At this point we should have a reasonable picture of how flang parses and generates semantic information. So now it is time to explore with more detail what is actually synthesized and how it can be used later in the compiler. In this chapter we are going to see the symbol table.
Our Fortran programs deal with abstract, symbolic entities. These entities, which often have a name, are called collectively symbols. Those symbols are created by the front end as it finds declarative statements in our code. Declarations assigns several properties, or attributes, to the symbols. The front end also needs to look up these symbols in order to check their properties. For instance, in a derived type construct like
The front end will need symbols for T, X, Y and W. T is a derived type. X and Y are components of the derived type T. X is the first component of T and has type INTEGER. Y is the second component of T and has type REAL and rank 1 with size 2. W is a variable whose type is TYPE(T).

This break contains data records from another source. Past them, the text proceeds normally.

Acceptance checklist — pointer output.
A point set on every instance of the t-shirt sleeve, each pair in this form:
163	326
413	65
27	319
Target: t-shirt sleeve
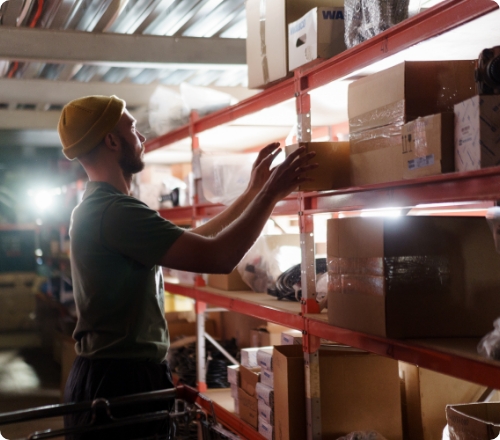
137	231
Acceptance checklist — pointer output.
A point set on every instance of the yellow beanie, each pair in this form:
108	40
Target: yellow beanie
85	121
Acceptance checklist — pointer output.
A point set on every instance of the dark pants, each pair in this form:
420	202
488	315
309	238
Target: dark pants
109	378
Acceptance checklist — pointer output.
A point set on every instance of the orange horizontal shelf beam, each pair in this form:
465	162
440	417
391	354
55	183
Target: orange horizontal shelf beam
472	368
239	305
468	186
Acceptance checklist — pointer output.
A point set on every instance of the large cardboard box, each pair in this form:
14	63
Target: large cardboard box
413	276
334	165
381	103
359	391
477	124
318	34
474	421
267	36
231	281
428	146
426	394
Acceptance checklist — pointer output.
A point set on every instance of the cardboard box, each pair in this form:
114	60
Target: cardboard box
266	429
318	34
380	104
456	298
249	378
266	413
230	281
477	421
267	378
359	391
333	171
265	393
428	146
407	91
477	124
267	36
248	410
426	394
265	358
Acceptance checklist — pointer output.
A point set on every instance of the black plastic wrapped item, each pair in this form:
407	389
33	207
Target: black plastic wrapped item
366	18
288	283
430	272
183	363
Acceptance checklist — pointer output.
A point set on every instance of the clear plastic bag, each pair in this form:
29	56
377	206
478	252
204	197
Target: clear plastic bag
225	176
363	435
489	346
366	18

For resource-management purposes we want to group the symbols under a single data structure usually called the symbol table.
Flang symbol table
Flang has symbol table is in a global variable called stb, declared in symacc.h (I think symacc means symbol access). This variable has type STB which is a struct with several fields described below.
The variable is (apparently) defined twice, an empty one in symacc.c and another one in tools/flang2/utils/symtab/symtabdf.h (this is valid in C code but incredibly confusing, don't do it). The latter is a file generated when compiling flang itself. This is the real definition and initializes the first 5 fields which are made of tables that won't change during the compilation (no idea at this why these tables are not decoupled from the STB).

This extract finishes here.